Monday, Sep. 14, 1970
The Magnetic Dwarf in Draco
Stars, like living organisms, have distinct life cycles. They are born, achieve maturity and then die--often in spectacular fashion. Death inevitably comes when a star has finally exhausted its nuclear fuel. As the stellar fires go out, the cooling gases begin to rush inward, falling toward the star's center under the force of its enormous gravity. For one class of stars, each about the mass of the sun, the end product of this gravitational collapse is a small, glowing cinder called a "white dwarf." Not much larger than the earth, it is so densely compressed that a cubic inch of its matter would weigh 1,000 tons or more on a terrestrial scale.
Scientists believe that some white dwarfs contain huge amounts of magnetic energy. They reason that if the original star had even a weak magnetic field, that field would be so squeezed during the collapse that its strength would rise enormously--just as the air pressure in a balloon increases if it is squeezed into a smaller volume. Trouble is, no one has ever been able to detect any significant magnetism in the 200 or so known white dwarfs. This failure has led to a great deal of uncertainty about widely held theories of stellar evolution.
Now, in a highly dramatic way, two University of Oregon scientists have helped dispel some of the doubts. Physicist-Astronomer James C. Kemp and a collaborating graduate student, J.B. Swedlund, have discovered that a white dwarf in the constellation Draco has an extraordinarily strong magnetic field--at least 20 million times more intense than the earth's and easily the strongest ever measured by man.
Swinging in a Circle. Why had astronomers previously failed to discover this giant celestial magnet? For one thing, magnetic stars are relatively rare. More important, even the closest stars are so distant that their magnetic fields can be detected only indirectly. In stars of normal density, this measurement is easy enough: magnetism alters the frequencies of starlight. Its effects can be seen on the star's spectrum as an odd splitting of spectral lines. But in the spectrum of an extremely dense white dwarf, the splitting is all but obscured. Reason: the white dwarf's tightly packed atoms collide so often that the frequencies of their emitted light overlap and blur the spectrum.

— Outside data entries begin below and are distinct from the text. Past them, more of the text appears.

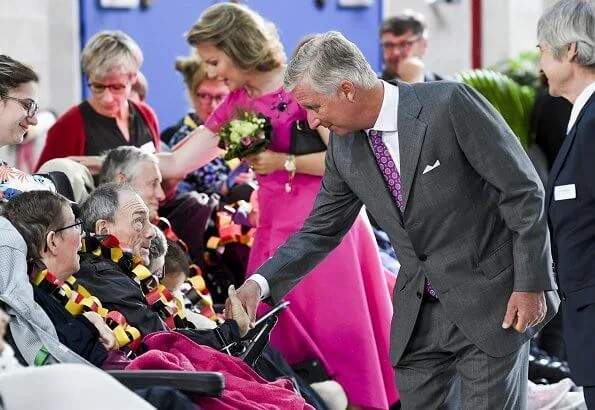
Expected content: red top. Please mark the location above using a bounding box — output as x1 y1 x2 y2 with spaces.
36 101 160 171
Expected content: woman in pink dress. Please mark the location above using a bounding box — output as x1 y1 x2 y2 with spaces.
161 3 398 409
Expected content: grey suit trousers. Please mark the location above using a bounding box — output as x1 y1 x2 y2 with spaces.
395 301 529 410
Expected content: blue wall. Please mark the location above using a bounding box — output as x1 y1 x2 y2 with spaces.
80 0 382 129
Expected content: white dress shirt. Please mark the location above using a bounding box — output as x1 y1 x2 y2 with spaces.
566 81 595 134
247 81 401 299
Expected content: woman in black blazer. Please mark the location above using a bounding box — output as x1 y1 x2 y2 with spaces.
537 0 595 409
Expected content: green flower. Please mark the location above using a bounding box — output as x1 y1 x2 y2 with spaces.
229 120 260 141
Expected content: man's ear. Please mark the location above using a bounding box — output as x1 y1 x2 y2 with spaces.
339 80 355 102
114 173 128 184
95 219 111 235
566 42 576 61
42 231 58 256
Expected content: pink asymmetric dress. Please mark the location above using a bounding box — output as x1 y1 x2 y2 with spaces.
205 88 398 409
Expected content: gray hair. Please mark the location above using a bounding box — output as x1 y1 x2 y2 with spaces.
99 146 159 184
80 183 137 232
537 0 595 68
284 31 377 96
81 30 143 77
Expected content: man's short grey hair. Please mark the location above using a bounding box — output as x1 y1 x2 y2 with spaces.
80 183 137 232
81 30 143 77
284 31 377 96
537 0 595 68
99 146 159 184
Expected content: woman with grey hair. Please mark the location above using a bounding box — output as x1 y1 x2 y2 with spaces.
160 3 398 408
537 0 595 409
37 31 159 172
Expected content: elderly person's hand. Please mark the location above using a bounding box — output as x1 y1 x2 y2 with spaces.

Looking for another way to detect the field, Kemp reasoned that magnetism should also influence the polarization, or the direction of the vibrations, of a white dwarf's light. Thus, he suggested, the light should not only vibrate in the ordinary linear way, but also exhibit circular polarization--much like a string that is simultaneously swinging in a circle and moving up and down.
Late last summer Kemp tested his theory at the University of Oregon's new 6,300-ft.-high Pine Mountain Observatory at the edge of the Cascade mountains. Using the observatory's 24-in. reflector and a new instrument that can measure circular polarization, he studied several white dwarfs but failed to detect any significant magnetic radiation. Then, one cloudy night last June, Kemp let his son Gary, 9, set the telescope's cross hairs on the Draco white dwarf. It was a fortunate decision.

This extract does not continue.